追憶のクリスマス ~空からの手紙~ 前編

Christmas Story 2017
**************




『あなたはお伽話を信じますか?』

そう聞かれたとき、あなたは信じますと答えますか?

それがもし我が子からの質問だとすれば、あなたは何と答えますか?

東京の夜空にそびえ立つ高いタワーの色が変わる頃、あなたは何をしていますか?

世界中の恋人たちが肩を寄せ合い楽しそうに歩く姿に何を思いますか?

クリスマスの過ごし方といった本があるとすれば、あなたはその本を買いますか?








あなたはクリスマスの日、何をしていますか?











冬の夜空に冷たい風が吹き、街に赤や緑が目立つようになり、クリスマスツリーが飾られる頃になるといつも聞かれることがある。

「ねえ、ママ。サンタさんて本当にいるの?」

「うん。いるわよ」

「ホント?本当にいるの?」」

「本当にいるの。でもね、遅くまで起きてる子と悪い子の所には来ないの。だから駿が早く寝ていい子にしてたら来てくれるわよ?」

「そっか。じゃあ僕が早く寝ていい子にしてたら絶対に来てくれるんだよね?」

「そうよ?駿はいい子だもの。きっとサンタさんは来てくれるわ」

「本当?じゃあ僕が欲しいものを持って来てくれるかな?」

「大丈夫。だってサンタさんは早く寝ていい子の願いは絶対に聞いてくれるもの」

「そうだよね?僕、今年もいい子だったよね?だから大丈夫だよね?サンタさん絶対に家にも来てくれるよね?」

「うん。絶対大丈夫よ!サンタさん、駿のこと忘れる訳ないじゃない。だからね、もう寝なさい」


街がクリスマスイルミネーションに彩られるようになった頃から何度も繰り返される言葉。

『サンタさん本当にいるの?』

だが母であるつくしは、早く寝ていい子だったら必ず来てくれるとしか言えなかった。






つくしは笑顔を作ると、眠りについた我が子の髪をそっと撫でた。
ここのところ息子の顔を見るたび感じることがある。
よく似ているのだ。癖のある髪も、細い眉も、黒く長い睫毛も、そして切れ長の瞳も。
眠っている顔も、笑っている顔も、怒った顔も、くしゃみをした顔も。
どんな表情をしても似ているのだ。
移り行く季節と共に成長していく息子の顔立ちは、父親譲りの綺麗な顔立ちをしていた。
そしていつも思う。自分がお腹を痛め産んだ子なのにどうして母親である自分に似たところはないのかと。
そしてまるであの人のミニチュアのような我が子は、まだ幼いせいか母親の言うことを素直に信じる。だが果たしてそれがいつまで続くのかと思う。


『サンタさん。絶対に来てくれるよね?』

『大丈夫。きっと来てくれるわ』

つくしもその言葉を信じていた。
言葉は口をついた途端、魂を持つ。
だからその言葉通りきっと来てくれる。
だが息子とはまた別の意味で『来てくれる』という言葉を信じていた。
何年経ってもいい。
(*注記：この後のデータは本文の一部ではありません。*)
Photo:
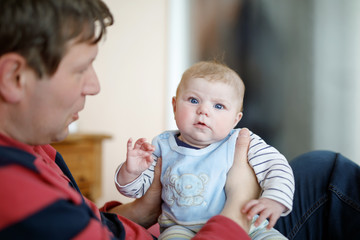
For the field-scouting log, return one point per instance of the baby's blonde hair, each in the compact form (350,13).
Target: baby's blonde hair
(214,72)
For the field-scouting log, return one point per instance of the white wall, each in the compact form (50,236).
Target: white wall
(131,66)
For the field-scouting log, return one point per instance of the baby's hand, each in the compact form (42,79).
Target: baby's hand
(138,158)
(265,208)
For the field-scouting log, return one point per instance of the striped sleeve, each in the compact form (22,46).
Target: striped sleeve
(273,172)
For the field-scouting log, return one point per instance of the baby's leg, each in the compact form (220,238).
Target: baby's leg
(176,232)
(261,233)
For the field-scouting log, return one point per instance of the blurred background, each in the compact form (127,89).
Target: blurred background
(300,61)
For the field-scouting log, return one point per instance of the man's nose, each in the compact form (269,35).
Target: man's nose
(92,85)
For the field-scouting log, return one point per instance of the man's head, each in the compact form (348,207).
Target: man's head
(46,72)
(40,30)
(208,103)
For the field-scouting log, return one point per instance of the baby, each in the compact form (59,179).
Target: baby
(197,157)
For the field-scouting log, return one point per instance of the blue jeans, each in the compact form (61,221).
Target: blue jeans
(326,200)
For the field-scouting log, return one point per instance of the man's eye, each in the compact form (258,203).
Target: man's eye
(193,100)
(219,106)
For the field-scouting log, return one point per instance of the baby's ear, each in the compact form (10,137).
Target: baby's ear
(238,118)
(174,104)
(11,68)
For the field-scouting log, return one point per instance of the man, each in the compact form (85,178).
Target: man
(47,48)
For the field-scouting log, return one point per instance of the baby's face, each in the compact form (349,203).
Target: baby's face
(205,112)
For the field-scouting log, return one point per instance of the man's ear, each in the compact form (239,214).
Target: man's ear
(238,118)
(11,67)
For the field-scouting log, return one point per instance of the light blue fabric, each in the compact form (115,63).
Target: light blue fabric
(193,179)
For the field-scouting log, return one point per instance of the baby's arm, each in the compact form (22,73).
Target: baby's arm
(276,179)
(138,159)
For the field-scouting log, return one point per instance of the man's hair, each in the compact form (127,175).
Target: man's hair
(213,72)
(40,30)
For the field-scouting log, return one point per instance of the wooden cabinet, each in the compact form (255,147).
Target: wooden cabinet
(83,155)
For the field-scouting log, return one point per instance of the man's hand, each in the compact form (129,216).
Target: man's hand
(265,208)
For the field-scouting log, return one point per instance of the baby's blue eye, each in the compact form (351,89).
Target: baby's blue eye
(194,100)
(219,106)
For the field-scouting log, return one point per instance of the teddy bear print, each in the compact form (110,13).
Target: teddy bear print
(185,190)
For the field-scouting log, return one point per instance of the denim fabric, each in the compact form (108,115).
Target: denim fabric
(326,200)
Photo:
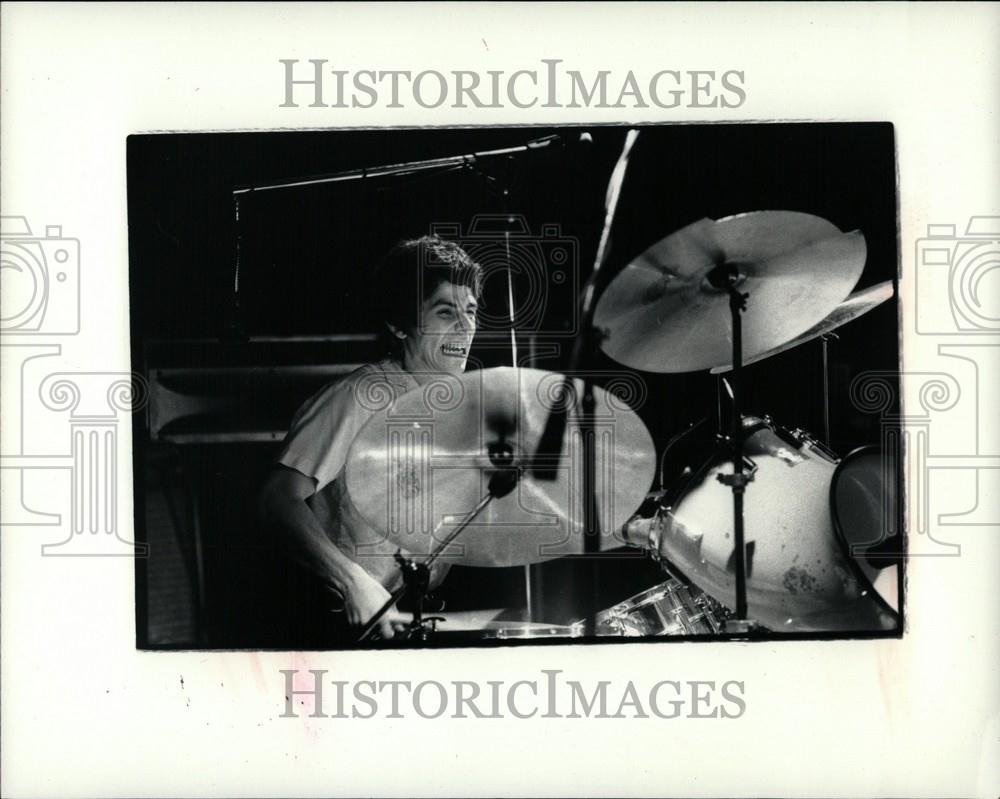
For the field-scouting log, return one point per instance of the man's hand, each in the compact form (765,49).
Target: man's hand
(364,598)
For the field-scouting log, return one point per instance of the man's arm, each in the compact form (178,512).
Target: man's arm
(283,504)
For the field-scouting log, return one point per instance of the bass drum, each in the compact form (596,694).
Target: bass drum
(865,511)
(799,578)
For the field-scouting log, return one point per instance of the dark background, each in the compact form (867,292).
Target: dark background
(306,257)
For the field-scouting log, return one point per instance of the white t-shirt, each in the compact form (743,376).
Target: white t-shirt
(317,445)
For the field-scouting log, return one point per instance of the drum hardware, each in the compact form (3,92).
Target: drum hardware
(669,608)
(416,575)
(802,578)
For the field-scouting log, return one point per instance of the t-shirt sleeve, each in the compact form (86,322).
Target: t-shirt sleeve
(321,433)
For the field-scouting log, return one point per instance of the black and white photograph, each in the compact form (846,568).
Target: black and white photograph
(501,399)
(460,387)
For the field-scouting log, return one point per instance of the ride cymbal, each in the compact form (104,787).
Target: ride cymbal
(666,311)
(858,304)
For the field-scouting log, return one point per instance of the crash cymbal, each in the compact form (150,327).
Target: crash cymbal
(430,456)
(858,304)
(662,313)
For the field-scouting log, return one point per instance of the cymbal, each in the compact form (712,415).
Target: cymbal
(419,466)
(858,304)
(662,313)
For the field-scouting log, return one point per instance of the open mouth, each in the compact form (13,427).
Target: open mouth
(454,350)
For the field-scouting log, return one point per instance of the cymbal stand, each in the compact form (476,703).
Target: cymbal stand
(825,343)
(416,574)
(739,479)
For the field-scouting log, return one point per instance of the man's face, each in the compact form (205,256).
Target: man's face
(443,335)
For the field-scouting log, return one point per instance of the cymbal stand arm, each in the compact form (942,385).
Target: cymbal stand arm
(738,480)
(825,343)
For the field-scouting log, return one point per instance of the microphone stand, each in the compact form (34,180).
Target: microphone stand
(386,170)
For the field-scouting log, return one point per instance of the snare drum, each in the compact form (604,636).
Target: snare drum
(670,608)
(798,576)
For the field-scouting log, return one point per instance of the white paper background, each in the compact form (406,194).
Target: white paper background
(85,714)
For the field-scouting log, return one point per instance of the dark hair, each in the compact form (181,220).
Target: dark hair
(411,272)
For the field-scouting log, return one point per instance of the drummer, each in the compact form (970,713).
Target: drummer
(429,296)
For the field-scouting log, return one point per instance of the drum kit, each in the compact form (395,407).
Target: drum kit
(757,527)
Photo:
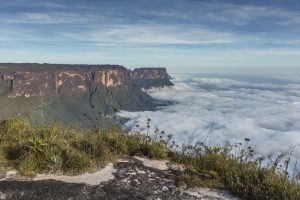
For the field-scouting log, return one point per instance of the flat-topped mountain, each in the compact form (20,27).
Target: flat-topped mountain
(151,77)
(61,91)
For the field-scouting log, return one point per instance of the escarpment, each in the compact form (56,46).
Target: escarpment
(28,80)
(68,92)
(151,77)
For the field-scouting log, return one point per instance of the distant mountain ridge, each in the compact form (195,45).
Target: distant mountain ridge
(62,91)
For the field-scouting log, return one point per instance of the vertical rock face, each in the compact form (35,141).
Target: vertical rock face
(66,92)
(28,80)
(151,77)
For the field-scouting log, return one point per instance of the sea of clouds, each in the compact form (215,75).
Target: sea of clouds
(264,109)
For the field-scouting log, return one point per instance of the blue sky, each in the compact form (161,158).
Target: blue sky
(182,35)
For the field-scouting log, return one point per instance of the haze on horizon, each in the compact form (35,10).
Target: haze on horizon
(215,36)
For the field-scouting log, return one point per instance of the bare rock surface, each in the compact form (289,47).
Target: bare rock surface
(131,180)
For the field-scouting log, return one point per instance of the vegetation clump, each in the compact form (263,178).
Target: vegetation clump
(61,148)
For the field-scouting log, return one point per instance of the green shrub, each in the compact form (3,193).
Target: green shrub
(62,148)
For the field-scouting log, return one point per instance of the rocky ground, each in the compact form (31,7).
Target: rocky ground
(133,178)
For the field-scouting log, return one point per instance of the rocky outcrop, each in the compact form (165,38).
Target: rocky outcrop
(131,179)
(66,92)
(29,80)
(151,77)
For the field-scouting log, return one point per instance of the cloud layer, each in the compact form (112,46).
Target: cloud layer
(266,110)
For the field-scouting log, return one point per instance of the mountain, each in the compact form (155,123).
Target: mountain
(151,77)
(74,93)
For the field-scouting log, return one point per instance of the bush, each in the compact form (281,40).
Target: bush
(65,149)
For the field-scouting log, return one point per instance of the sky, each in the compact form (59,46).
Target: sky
(183,35)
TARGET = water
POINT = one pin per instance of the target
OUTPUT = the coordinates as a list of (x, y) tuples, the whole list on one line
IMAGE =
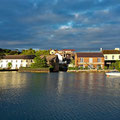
[(59, 96)]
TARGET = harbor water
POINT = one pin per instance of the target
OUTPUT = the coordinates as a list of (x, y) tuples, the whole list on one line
[(59, 96)]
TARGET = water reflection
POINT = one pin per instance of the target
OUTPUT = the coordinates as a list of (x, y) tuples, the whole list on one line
[(59, 96), (12, 80)]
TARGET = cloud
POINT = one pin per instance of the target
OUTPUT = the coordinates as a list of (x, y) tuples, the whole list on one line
[(59, 23)]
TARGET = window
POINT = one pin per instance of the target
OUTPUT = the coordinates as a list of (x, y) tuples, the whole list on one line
[(81, 60), (113, 57), (105, 57), (90, 60), (99, 59)]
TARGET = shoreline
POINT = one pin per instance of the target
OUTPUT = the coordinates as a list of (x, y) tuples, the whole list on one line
[(90, 70)]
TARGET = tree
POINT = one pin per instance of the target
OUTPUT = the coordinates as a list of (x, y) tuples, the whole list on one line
[(42, 52), (28, 52), (39, 62), (9, 65)]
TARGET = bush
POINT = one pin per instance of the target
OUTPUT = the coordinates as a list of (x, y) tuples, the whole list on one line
[(71, 68), (86, 67), (111, 67), (81, 68), (105, 67), (76, 68)]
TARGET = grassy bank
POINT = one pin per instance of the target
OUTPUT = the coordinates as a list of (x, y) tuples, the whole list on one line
[(91, 70), (37, 70)]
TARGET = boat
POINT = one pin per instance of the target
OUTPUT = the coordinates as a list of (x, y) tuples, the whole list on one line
[(113, 73)]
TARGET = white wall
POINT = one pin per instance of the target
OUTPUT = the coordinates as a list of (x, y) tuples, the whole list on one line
[(16, 63), (109, 56)]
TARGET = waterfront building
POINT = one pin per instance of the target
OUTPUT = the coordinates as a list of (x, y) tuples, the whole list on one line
[(111, 56), (92, 60), (16, 61)]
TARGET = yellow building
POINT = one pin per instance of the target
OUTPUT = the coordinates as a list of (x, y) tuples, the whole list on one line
[(111, 56)]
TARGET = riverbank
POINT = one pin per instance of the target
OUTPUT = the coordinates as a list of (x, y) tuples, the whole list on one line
[(90, 70)]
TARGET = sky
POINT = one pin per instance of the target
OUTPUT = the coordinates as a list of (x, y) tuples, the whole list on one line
[(59, 24)]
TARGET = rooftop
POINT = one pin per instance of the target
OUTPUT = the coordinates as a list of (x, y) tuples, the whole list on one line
[(90, 54), (111, 51), (68, 49), (18, 57)]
必ず戻って来るはずだと信じていた。
いや信じたかった。
だがそれは『いつかまた逢える』と言った方が正しいのかもしれない。


人は縁がない人とは一生出会うことはない。
逆にどんなに抗ったとしても、縁があれば出会ってしまう。
だからどんなに住む世界が違っていた人だとしても、縁があるから出会ったのだ。
そしてその縁というのは、何かが始まるきっかけになるはずだ。
それは一生切れない何かを生み出していくものだと知った。
だが息子の父親は、自分の子供が存在することを知らない。


あれは冬だった。
今夜のように寒い冬の夜。
吐く息が白く、指の先が凍りそうになるほどの冷たさを感じる夜。
仕事を終えた二人はサンタクロースの格好をした人間が溢れる街の中にある公園で待ち合わせをした。
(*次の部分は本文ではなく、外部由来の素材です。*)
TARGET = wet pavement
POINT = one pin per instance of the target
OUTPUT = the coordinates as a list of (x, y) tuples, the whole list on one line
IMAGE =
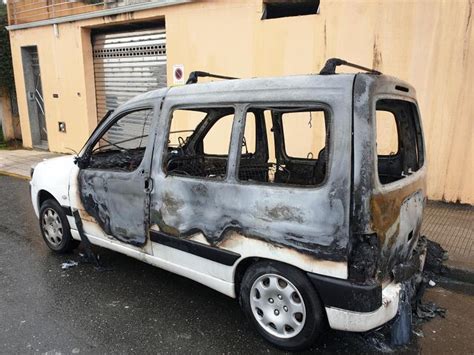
[(137, 308)]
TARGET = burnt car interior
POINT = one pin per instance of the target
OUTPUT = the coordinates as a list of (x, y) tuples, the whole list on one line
[(279, 145), (123, 145), (404, 155)]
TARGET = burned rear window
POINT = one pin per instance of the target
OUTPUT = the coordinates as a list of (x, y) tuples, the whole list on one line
[(399, 141)]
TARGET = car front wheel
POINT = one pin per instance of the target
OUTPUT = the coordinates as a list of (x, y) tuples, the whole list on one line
[(282, 304), (55, 228)]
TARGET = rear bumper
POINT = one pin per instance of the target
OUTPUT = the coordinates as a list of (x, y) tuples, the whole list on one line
[(343, 319), (359, 307)]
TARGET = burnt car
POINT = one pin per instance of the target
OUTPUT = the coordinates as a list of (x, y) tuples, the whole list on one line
[(276, 191)]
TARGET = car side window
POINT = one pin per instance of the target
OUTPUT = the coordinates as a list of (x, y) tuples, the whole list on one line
[(291, 146), (122, 146), (199, 142), (399, 142)]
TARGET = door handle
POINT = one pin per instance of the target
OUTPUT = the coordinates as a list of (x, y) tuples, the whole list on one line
[(148, 185)]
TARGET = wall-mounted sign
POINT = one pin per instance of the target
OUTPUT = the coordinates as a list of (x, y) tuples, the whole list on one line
[(178, 74)]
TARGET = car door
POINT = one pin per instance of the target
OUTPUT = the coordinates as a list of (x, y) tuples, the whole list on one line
[(113, 181)]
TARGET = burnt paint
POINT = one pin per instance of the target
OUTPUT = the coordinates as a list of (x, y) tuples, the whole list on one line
[(313, 222)]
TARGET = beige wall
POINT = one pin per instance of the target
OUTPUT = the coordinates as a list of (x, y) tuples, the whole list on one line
[(10, 123), (427, 43)]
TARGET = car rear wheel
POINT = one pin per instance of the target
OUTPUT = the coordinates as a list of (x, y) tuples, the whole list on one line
[(282, 304), (55, 228)]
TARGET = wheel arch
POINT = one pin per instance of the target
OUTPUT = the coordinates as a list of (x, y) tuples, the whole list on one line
[(44, 195), (245, 263)]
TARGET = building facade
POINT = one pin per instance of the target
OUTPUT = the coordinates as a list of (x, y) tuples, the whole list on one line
[(74, 60)]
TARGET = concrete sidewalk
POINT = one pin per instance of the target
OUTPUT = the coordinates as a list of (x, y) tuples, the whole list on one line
[(450, 225)]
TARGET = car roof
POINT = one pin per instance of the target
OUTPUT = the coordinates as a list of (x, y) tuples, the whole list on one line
[(301, 82)]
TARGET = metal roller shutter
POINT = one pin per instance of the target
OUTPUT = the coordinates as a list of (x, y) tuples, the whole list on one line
[(127, 64)]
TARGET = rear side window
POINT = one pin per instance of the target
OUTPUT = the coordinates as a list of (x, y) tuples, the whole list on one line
[(291, 146), (399, 140), (199, 142)]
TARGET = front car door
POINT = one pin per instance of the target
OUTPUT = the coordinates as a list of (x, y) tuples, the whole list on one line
[(113, 182)]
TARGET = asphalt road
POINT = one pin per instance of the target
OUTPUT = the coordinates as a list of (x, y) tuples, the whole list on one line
[(137, 308)]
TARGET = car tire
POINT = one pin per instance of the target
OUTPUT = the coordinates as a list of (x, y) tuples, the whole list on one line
[(55, 228), (282, 305)]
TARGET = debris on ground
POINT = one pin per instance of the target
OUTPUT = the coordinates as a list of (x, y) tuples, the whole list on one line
[(429, 310), (435, 256), (69, 264)]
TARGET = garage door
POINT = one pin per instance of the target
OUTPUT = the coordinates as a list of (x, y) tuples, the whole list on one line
[(127, 64)]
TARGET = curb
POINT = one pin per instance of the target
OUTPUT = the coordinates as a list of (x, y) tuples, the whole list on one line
[(18, 176), (460, 273)]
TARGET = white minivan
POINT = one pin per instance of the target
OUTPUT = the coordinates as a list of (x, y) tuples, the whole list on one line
[(275, 191)]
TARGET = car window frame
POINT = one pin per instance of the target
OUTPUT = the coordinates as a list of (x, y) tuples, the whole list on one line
[(97, 135), (329, 142), (166, 133)]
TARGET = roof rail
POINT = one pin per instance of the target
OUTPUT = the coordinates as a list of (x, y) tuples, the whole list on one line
[(331, 64), (194, 75)]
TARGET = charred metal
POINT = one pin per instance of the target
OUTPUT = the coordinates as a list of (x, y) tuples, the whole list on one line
[(330, 204)]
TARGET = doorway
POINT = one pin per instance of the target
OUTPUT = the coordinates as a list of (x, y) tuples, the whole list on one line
[(34, 96)]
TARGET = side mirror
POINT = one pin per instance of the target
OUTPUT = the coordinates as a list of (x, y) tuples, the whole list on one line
[(81, 162)]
彼は普段から海外と日本を行き来する生活が続いていた。だからあの日は久し振りに会える日だった。
だが1時間ほど待ったが彼はこなかった。手にした携帯電話が鳴ることもなかった。
自分からかけることは躊躇われた。もし、仕事中なら迷惑になると思ったからだ。
それにこんなことはいつものことだと慣れていた。今までだってそうだった。だから落胆はしなかった。それでもあと30分待とうと思った。そして待った。だが彼は来なかった。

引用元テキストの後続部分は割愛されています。